Showing posts with label piano. Show all posts
Showing posts with label piano. Show all posts

Monday, July 26, 2010

Reading the Notes

Just glanced at the blog and realized that there's no way I can keep that monk photo from the previous entry at the top for any longer, so I decided to write about, what else, singing.

I'm learning a song in Spanish called El Majo Discreto. After all this time of my Spanish knowledge interfering with my Italian, now that I'm singing something in Spanish I find that the Italian is interfering! Go figure.

My teacher suggested that I figure out how to play it on the piano, so I sat down and actually did the "Every Good Boy Deserves Fudge" and "FACE" thing to work out the notes and hand write them in on top of the staff. I even remembered the sharps... which I also had to figure out with the fudgeface saying. Then I sat at the piano and plunked it out. It definitely does help me to learn the melody faster than I would if I just listened to it. I actually like playing it on the piano. If I get myself into a certain state of relaxed awareness I can play along by looking at the music. Oh is that reading the music? I guess? But I have to concentrate and get to this place where my fingers just find the right notes on the keys. Normally I don't have enough time to myself to do that for long periods of time. And it's just the melody, not the chords or anything like that. But somehow my brain sees the jumps on the staff and can translate that to jumps in the keys with my fingers. I guess I can do it with my voice too. Wow... Am I actually learning to read music? I still have to count the staff to know the letter of the note, although I know where they all are on the piano without having to count from any specific location. Perhaps I just need more practice identifying the notes on the staff so I can do it at a glance. So maybe I've just suggested to myself that I learn to read music. Fascinating. Maybe I'll study up on that a bit. My problem is that I'll want to know all the fancy complicated stuff all at once, when I should go little by little. Then I'll get impatient, then frustrated with myself. Then I'll get over it, and then I'll learn it for real. Wish me luck.

Saturday, July 10, 2010

One More Sing For Hope, Play Me I'm Yours, Thing

Musical family time!!! Jeffrey Biegel is a cousin of mine - I think we share a great-grandmother? We've gone over it many times but I can never remember. But the musical genes are in there and he got a TON of them. I remember going with my aunt (and no doubt my parents and brothers, but for some reason I remember only my aunt) to see him play at Carnegie when he was 18 and I was about 12. Anywhere, here he is now, at a Sing for Hope, Play Me I'm Yours piano. Incidentally, I believe this is the first time I'm "seeing" him play since then. Click through to YouTube if the blog format cuts off the video frame. Enjoy!

Friday, July 2, 2010

More Sing for Hope Stuff

A few months ago I posted a video here about Sing for Hope's plan to put 60 pianos around New York City for a month. It started last week I think, and already lots of videos are popping up on YouTube. People are even bringing opera to the streets! Click through to YouTube as the blogger format cuts off the video window.

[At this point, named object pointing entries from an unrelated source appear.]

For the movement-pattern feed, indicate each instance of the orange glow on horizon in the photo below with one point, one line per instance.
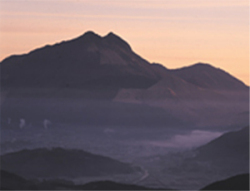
(167, 32)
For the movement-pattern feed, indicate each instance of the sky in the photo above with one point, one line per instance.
(175, 33)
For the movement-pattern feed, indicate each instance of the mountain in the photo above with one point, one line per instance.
(10, 181)
(233, 146)
(58, 162)
(89, 61)
(56, 81)
(209, 77)
(239, 182)
(230, 152)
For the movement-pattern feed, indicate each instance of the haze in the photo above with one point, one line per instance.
(174, 33)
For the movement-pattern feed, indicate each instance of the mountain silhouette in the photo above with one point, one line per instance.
(92, 61)
(10, 181)
(207, 76)
(89, 61)
(106, 68)
(59, 162)
(238, 182)
(230, 151)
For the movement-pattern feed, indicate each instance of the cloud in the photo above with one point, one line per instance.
(192, 139)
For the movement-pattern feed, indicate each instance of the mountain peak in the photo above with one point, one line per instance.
(89, 36)
(114, 39)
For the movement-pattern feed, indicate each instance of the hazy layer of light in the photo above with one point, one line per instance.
(174, 33)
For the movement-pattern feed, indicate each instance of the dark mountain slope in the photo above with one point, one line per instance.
(58, 162)
(206, 76)
(239, 182)
(230, 146)
(10, 181)
(85, 62)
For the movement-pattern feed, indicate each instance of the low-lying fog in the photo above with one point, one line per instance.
(143, 147)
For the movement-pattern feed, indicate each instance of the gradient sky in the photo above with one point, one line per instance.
(175, 33)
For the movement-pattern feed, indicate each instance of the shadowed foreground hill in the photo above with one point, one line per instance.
(61, 163)
(239, 182)
(10, 181)
(230, 149)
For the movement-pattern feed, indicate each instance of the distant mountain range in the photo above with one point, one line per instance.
(106, 68)
(238, 182)
(94, 61)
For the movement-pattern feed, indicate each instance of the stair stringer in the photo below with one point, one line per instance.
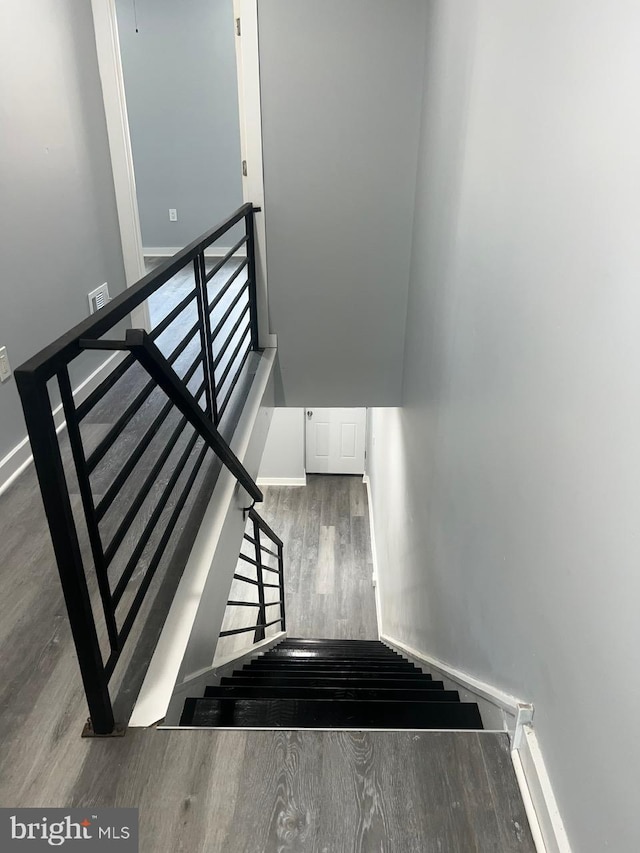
(212, 675)
(502, 711)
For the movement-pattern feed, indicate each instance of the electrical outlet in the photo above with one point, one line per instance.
(98, 298)
(5, 367)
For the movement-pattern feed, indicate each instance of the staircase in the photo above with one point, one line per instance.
(325, 684)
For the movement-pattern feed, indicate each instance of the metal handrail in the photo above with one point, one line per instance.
(260, 526)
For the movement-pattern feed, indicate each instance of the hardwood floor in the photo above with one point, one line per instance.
(328, 557)
(243, 792)
(328, 565)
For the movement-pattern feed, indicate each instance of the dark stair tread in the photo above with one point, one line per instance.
(365, 694)
(334, 672)
(323, 664)
(425, 683)
(333, 659)
(316, 713)
(312, 654)
(326, 641)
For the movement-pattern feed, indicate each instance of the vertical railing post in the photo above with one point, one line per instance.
(251, 273)
(57, 505)
(86, 494)
(206, 341)
(262, 610)
(283, 619)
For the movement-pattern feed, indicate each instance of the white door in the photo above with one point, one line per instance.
(335, 441)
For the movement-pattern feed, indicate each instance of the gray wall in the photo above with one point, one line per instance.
(284, 452)
(507, 488)
(59, 234)
(182, 100)
(340, 107)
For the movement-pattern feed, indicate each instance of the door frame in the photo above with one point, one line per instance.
(115, 107)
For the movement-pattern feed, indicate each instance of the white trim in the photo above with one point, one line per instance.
(250, 109)
(532, 817)
(318, 729)
(375, 579)
(238, 657)
(282, 481)
(124, 182)
(170, 251)
(235, 657)
(19, 459)
(540, 794)
(164, 667)
(504, 701)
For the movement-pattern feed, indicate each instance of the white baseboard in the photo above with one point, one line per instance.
(374, 555)
(282, 481)
(505, 702)
(18, 459)
(537, 793)
(170, 251)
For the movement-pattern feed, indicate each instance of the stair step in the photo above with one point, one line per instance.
(331, 673)
(261, 663)
(310, 654)
(365, 694)
(318, 713)
(279, 680)
(299, 643)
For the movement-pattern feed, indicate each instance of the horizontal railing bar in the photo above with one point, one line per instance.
(157, 557)
(227, 257)
(105, 386)
(243, 340)
(171, 316)
(140, 498)
(125, 472)
(254, 563)
(222, 408)
(233, 357)
(48, 361)
(255, 583)
(156, 366)
(225, 288)
(229, 310)
(262, 524)
(245, 630)
(264, 547)
(246, 580)
(144, 537)
(132, 409)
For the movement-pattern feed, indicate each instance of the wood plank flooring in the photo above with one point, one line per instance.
(242, 792)
(328, 557)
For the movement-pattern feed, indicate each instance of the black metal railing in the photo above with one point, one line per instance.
(162, 404)
(263, 555)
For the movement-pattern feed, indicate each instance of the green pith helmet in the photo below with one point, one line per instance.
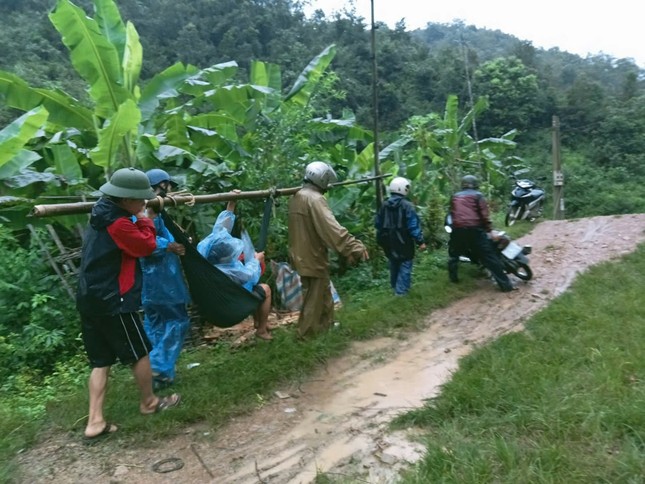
(128, 183)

You can see a whole bunch of the Sing for Hope pianos in use here.

I love love love this idea/project/thing. Love it. Love. It.

Wednesday, April 21, 2010

Sing for Hope

How cool is this? I wonder where these pianos will show up.



The blog format cuts off the edge of the video. Click through to youtube to see the whole frame, especially if you want to see what's-his-name in the shots with Papagena. I mean, with Monica Y.

Wednesday, May 13, 2009

It's Skypulous!

I have a distant cousin who is a talented pianist, arranger, teacher and general all-around supporter of the arts. His name is Jeffrey Biegel. He is always looking for new ways to share his enthusiasm, and he turns to the internet for inspiration. Or the internet turns to him! Last month he was called in last-minute to replace a pianist in Bogota, Colombia, all because someone knew someone who was friends with him on Facebook. The organizer sent him a message and the next thing he knew he was on a flight south. But he also takes the initiative - in this case, with Skype. Skype is a messaging system that has real-time audio and video, and after successfully giving piano lessons to a student in Singapore, he has set himself up to give lessons via Skype. How cool is that? So innovative! It opens up such wonderful opportunities, for example, for people who for whatever reason are unable to travel. Or it could be used for a regular student who is traveling and either doesn't want to miss a lesson, or wants a refresher before a performance or audition. Bravo, Jeffrey, for implementing this fabulous idea!